More and more kinds of oil-producing bacteria have been confirmed, which can be used as precursors of FAs, and then further synthesize fatty acid derivatives by lipid exchange reaction, catalysis, and other reactions. Of course, many bacteria produce complex lipids, which is a big challenge to be directly used in fatty acid derivatives production, and a large number of these bacteria are heterotrophic bacteria that cannot directly convert CO₂ into bio-oils (Koreti et al. 2022). Among the autotrophic microorganisms that can fix CO₂, the CBB, the rTCA, the WL, and the 3-HP/malyl-CoA cycle are four common pathways of carbon sequestration (Manish et al. 2018). The CBB pathway is usually used to fix carbon by purple non-sulfur bacteria (Rhodobacter, Rhodopseudomonas) and Thiobacillus purpura (chromatin bacilli), as well as hydrogen bacteria (Rosella, hydrogen gene vibrio) and other chemical autotrophic bacteria (such as Thiobacillus). Green sulfur bacteria and hydrophilic bacteria usually use the rTCA pathway to fix carbon, while the WL pathway has proven to be found in many bacteria, such as Proteus, Clostridium thermophilus, and so on. The 3-HP/malyl-CoA cycle is mainly found in some green non-sulfur bacteria of the family Chloroflexaceae. Some bacteria (e.g., Bacillus SS105, Pseudomonas sp, and Serratia ISTD04) can convert fixed CO₂ into microbial oil by metabolism, and then obtain FAEE by lipid exchange reaction (Manish et al. 2018; Salehizadeh et al. 2020). Maheshwari et al. (2018) isolated the bacterial strain Bacillus sp. from free-air CO₂-concentrated soil and screened it for carbon dioxide sequestration and FAs production. The results showed that the Bacillus SS105 strain exhibited higher lipid production ability, with a total fatty acid content of 120 mg/L, saturated fatty acid content of 51%, unsaturated fatty acid content of 49%, and a high proportion of PA (37.80%) and OA (oleic acid, 37.88%). Kumar et al. (2017) obtained a strain of Serratiasp. ISTD04 is capable of transforming CO₂ into FAEE from the bacterial community of Paleoproterozoic metamorphic rocks. GC–MS analysis indicated that C13–C24 and C11–C19 were in the main range of hydrocarbons and FAMEs produced in bacteria, respectively. 59% are saturated organic compounds and 41% are unsaturated organic compounds.

In addition to microalgae and bacteria, many fungi have also been reported to have the ability to produce oil, such as oil-producing yeast, Aspergillus oryzae, and so on (Abeln and Chuck, 2021; Malik et al. 2022).
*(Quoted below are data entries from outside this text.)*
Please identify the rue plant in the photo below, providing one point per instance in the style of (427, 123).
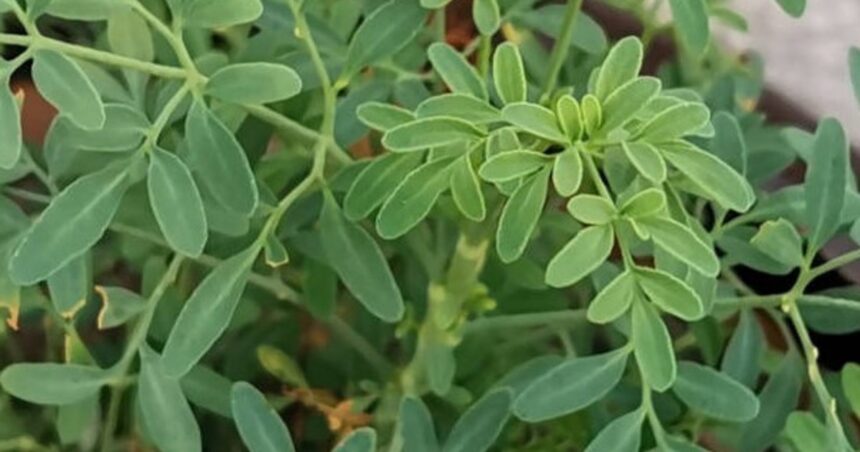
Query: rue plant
(539, 247)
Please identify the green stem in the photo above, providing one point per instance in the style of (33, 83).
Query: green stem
(561, 46)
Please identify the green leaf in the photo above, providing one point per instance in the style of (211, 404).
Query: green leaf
(360, 440)
(571, 386)
(478, 428)
(207, 313)
(70, 286)
(74, 221)
(376, 182)
(780, 240)
(63, 83)
(670, 294)
(644, 204)
(723, 184)
(567, 172)
(742, 359)
(534, 119)
(413, 198)
(854, 69)
(360, 264)
(614, 300)
(259, 425)
(626, 101)
(487, 16)
(794, 8)
(653, 347)
(51, 383)
(674, 122)
(520, 217)
(84, 9)
(624, 434)
(383, 33)
(163, 407)
(383, 117)
(714, 394)
(647, 160)
(680, 241)
(592, 114)
(570, 117)
(124, 130)
(275, 253)
(851, 386)
(508, 73)
(254, 83)
(415, 431)
(176, 203)
(119, 305)
(512, 165)
(691, 22)
(825, 182)
(218, 13)
(428, 133)
(220, 162)
(807, 433)
(581, 256)
(466, 190)
(591, 209)
(621, 65)
(728, 143)
(457, 73)
(11, 142)
(777, 400)
(461, 106)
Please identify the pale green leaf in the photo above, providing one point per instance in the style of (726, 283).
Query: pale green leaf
(581, 256)
(520, 216)
(478, 428)
(383, 33)
(74, 221)
(508, 73)
(591, 209)
(206, 314)
(621, 65)
(254, 83)
(259, 425)
(51, 383)
(571, 386)
(376, 182)
(534, 119)
(360, 263)
(567, 172)
(428, 133)
(653, 347)
(163, 407)
(825, 182)
(219, 161)
(614, 300)
(623, 434)
(63, 83)
(176, 203)
(457, 73)
(413, 198)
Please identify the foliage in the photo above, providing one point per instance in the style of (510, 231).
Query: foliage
(546, 251)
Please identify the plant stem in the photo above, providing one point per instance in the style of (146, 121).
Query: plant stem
(561, 46)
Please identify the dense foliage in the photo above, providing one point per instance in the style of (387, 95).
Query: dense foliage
(542, 250)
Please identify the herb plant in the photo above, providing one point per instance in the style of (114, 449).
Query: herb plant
(541, 248)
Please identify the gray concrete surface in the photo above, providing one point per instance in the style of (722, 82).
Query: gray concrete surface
(806, 58)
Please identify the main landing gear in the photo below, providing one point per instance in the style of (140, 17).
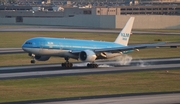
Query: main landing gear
(33, 58)
(67, 64)
(92, 65)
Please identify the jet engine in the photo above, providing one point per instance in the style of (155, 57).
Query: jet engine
(42, 58)
(87, 55)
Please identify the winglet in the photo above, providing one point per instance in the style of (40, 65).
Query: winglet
(124, 35)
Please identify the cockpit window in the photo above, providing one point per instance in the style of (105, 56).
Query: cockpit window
(28, 43)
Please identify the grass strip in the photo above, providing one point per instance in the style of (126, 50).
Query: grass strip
(24, 59)
(16, 39)
(89, 85)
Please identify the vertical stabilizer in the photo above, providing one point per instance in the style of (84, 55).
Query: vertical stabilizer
(124, 35)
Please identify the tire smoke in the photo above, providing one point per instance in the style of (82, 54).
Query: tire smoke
(124, 59)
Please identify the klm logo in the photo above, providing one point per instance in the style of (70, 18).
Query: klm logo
(125, 36)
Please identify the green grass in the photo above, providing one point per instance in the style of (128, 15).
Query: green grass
(88, 85)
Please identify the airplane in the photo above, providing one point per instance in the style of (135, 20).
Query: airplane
(42, 48)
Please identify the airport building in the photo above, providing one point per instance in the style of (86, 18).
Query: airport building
(155, 15)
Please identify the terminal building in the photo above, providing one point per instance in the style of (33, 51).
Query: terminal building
(150, 14)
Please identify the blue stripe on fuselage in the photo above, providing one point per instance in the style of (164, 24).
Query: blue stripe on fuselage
(68, 44)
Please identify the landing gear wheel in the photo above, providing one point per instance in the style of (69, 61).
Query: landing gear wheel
(92, 65)
(32, 61)
(67, 65)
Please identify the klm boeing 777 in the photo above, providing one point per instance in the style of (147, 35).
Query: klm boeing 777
(42, 48)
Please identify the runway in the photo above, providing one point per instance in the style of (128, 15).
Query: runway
(11, 50)
(141, 99)
(67, 29)
(80, 68)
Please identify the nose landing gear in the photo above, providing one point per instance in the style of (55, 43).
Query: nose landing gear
(33, 58)
(67, 64)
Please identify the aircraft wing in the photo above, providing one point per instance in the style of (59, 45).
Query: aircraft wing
(125, 48)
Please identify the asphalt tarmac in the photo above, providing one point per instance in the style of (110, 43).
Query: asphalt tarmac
(81, 69)
(142, 99)
(64, 29)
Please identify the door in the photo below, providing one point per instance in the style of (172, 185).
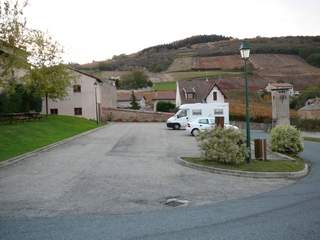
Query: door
(204, 124)
(219, 121)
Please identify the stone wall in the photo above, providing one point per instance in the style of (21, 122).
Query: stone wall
(253, 125)
(127, 115)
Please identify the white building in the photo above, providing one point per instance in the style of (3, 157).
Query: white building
(86, 97)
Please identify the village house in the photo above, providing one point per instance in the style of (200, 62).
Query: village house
(86, 97)
(311, 110)
(199, 91)
(147, 99)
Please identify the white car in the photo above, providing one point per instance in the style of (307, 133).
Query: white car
(200, 124)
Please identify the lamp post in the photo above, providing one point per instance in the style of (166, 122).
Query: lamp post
(96, 102)
(245, 54)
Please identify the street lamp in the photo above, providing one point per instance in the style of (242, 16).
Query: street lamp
(96, 102)
(245, 54)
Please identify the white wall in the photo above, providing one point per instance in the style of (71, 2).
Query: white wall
(220, 97)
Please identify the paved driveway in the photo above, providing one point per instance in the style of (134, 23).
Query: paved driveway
(124, 167)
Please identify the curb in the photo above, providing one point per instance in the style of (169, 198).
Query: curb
(23, 156)
(290, 175)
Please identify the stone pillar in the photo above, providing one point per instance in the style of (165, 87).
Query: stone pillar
(280, 106)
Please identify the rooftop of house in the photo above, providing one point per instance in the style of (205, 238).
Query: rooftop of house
(201, 88)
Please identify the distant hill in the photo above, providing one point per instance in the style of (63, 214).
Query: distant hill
(165, 57)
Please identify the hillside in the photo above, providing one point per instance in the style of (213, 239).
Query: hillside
(160, 58)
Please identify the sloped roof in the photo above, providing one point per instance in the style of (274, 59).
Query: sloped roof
(87, 74)
(200, 87)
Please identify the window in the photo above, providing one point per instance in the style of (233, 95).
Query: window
(190, 95)
(54, 111)
(203, 121)
(215, 96)
(196, 112)
(218, 111)
(77, 111)
(76, 88)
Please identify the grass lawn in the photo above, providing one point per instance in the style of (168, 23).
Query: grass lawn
(254, 166)
(311, 139)
(164, 86)
(19, 138)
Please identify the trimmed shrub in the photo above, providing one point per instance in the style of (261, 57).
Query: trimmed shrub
(306, 124)
(222, 145)
(286, 139)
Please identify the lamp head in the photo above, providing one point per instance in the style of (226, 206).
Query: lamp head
(245, 50)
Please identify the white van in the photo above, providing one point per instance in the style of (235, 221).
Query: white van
(188, 112)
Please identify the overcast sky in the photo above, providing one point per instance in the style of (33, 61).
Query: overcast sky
(98, 29)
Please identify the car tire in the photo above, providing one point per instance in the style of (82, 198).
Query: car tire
(195, 132)
(176, 126)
Unfortunately, most of the reported fungi are heterotrophic microorganisms and usually do not have the ability to assimilate CO₂. Of course, the engineering yeast modified by biotechnology no longer has such a problem (Gassler et al. 2020; Xie 2017).
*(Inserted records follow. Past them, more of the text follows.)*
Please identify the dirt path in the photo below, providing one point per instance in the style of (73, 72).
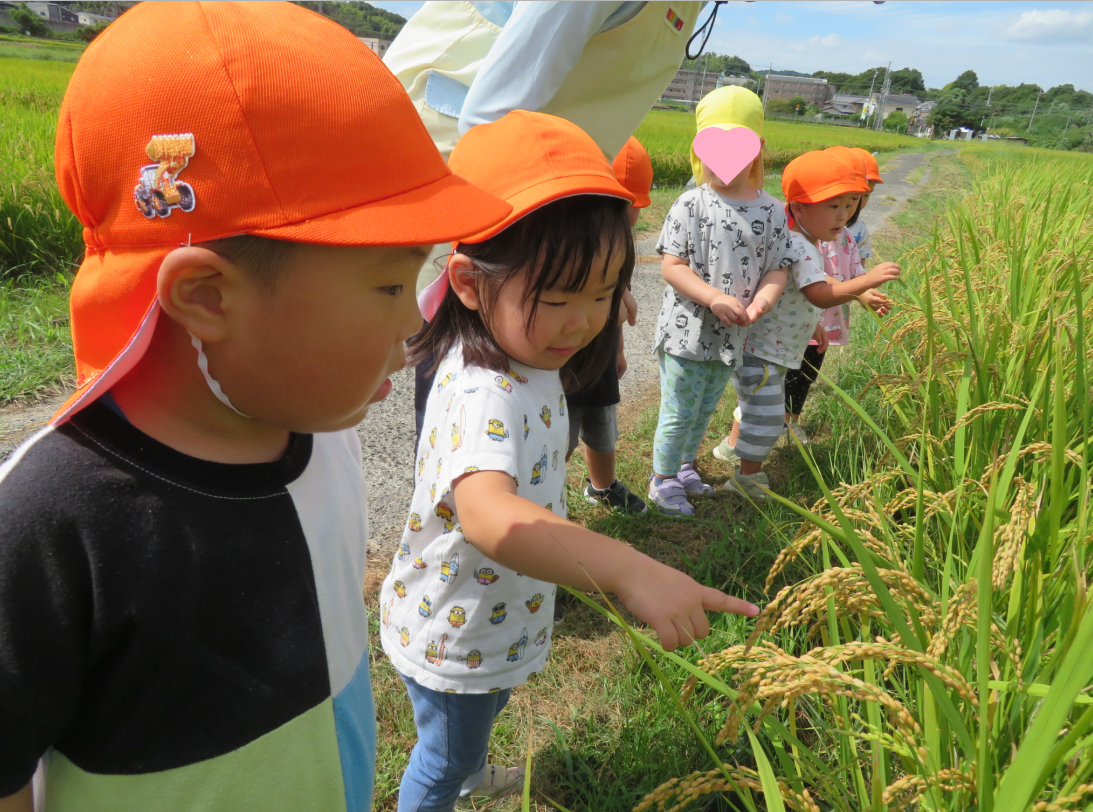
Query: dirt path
(388, 434)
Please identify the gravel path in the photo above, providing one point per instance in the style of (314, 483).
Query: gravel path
(388, 434)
Direct production in microbial cell factory

The direct production of fatty acid derivatives by microorganisms is accomplished by introducing the production pathway or key enzyme genes of FAE, alcohols, fatty alcohols, and aliphatic hydrocarbons into the host (e.g., microalgae, and purple non-sulfur bacteria). Taking the production of FAEE as an example, the production of FAEE through microbial cell factories is mainly through the introduction of synthetic metabolic pathways employing biotechnology (e.g., synthetic biology, and metabolic engineering) to complete the production of endogenous ethanol and fatty acids in the cell factory. And then, FAEE is further synthesized in the presence of the enzyme (usually wax ester synthase/acyl coenzyme A, abbreviated as WS/DGAT). Table 2 shows the basic situation of some microorganisms using CO₂ to produce biofuels.
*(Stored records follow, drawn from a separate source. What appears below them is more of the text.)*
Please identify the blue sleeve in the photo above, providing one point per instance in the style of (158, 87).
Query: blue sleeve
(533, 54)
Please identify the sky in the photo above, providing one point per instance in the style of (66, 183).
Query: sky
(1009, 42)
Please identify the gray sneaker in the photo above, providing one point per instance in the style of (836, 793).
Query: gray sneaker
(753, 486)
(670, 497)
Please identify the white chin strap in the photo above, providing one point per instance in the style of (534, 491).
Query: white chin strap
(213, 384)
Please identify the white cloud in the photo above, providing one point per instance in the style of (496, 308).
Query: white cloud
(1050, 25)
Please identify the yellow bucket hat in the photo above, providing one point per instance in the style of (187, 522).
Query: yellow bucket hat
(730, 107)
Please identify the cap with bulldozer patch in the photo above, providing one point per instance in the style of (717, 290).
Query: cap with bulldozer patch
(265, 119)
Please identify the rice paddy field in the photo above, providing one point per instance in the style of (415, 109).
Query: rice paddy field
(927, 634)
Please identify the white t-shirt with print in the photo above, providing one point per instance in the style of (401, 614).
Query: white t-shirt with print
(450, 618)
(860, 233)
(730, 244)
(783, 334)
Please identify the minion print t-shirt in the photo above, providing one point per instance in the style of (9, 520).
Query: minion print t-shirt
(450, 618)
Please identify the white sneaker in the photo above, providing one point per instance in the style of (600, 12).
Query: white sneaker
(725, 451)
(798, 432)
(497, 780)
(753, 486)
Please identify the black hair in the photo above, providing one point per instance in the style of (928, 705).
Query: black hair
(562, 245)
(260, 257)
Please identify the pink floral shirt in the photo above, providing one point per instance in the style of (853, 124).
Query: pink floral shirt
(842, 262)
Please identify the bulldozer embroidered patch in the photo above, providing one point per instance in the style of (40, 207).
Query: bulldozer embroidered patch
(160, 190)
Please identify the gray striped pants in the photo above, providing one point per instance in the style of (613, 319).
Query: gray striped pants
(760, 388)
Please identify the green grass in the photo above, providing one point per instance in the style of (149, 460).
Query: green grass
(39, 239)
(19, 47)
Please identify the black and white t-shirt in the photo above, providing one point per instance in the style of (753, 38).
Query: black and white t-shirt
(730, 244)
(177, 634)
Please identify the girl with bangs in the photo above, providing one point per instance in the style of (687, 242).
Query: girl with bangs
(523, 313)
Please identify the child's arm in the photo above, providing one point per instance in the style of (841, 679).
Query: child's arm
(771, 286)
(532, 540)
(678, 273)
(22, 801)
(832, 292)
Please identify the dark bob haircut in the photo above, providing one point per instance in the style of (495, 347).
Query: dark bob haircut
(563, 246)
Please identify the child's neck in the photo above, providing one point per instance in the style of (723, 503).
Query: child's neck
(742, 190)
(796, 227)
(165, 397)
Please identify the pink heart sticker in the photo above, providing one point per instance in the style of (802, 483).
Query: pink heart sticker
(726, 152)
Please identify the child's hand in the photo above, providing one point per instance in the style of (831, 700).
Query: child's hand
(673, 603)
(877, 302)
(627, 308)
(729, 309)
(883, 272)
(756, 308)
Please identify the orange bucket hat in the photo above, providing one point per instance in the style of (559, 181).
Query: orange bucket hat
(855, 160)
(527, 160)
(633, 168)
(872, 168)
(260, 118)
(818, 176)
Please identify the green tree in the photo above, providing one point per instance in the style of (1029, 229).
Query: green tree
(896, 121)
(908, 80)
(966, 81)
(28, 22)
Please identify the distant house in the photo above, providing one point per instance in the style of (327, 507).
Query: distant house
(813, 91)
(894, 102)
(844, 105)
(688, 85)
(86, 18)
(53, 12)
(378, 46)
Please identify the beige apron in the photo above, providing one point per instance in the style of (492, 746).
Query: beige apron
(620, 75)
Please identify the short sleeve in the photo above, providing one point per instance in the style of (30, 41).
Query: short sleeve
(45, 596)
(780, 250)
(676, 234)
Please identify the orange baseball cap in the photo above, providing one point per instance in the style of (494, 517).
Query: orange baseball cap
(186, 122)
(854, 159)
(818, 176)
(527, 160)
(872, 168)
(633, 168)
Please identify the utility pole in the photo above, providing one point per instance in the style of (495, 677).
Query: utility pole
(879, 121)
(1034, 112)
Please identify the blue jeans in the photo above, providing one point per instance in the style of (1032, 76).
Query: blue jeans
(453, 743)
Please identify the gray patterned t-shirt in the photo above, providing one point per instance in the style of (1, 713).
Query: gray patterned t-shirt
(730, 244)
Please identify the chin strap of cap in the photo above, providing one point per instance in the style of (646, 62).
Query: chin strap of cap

Synthesis of FAs by the microorganism

As in the previous section, some microalgae, bacteria, and fungi can synthesize bio-oils through their metabolic pathways. Most FAs produced in microbial cells are commonly used to synthesize phospholipids and TAGs, and of course, some are degraded through the beta-oxidation pathway. Therefore, it is necessary to obtain efficient production of FAs by biotechnology (e.g., genetic engineering, metabolic engineering, and enzyme engineering). Introducing or modifying the genes of major enzymes in the pathway of fatty acid synthesis is an effective means to achieving efficient production of FAs by engineering bacteria (Santos-Merino et al. 2018). The synthesis of FAs by microorganisms involves genes of a variety of enzymes, and among them, fadE encodes the β-oxidation pathway, tesA encodes thioesterase, fadD encodes acyl-CoA synthetase, accABCD is used for acetyl-CoA carboxylase, fabH, fabD, fabG, and fabF are genes of fatty acid synthetase, and aceEF is related to the coding of pyruvate dehydrogenase and pyruvate formate lyase, and the gpsA, plsB, ptA, and ackA are used to encode glycerol-3-phosphate dehydrogenase, glycerol-3-phosphate O-acyltransferase, phosphate transferase, and acetate kinase, respectively (Intasian et al. 2021; Gajewski et al. 2017; Zhuang et al. 2022b, 2022c). Acetyl-CoA is directly involved in the synthesis of FAs, and fatty acid synthase is the key enzyme in the synthesis of FAs. FAs synthase is a multifunctional enzyme with seven different catalytic domains and one acyl carrier protein domain with a molecular weight of about 2.7 million Dalton and can be assembled into a cage supramolecular structure. Figure 4 shows the construction of metabolic pathways for FAs production by engineering microorganisms.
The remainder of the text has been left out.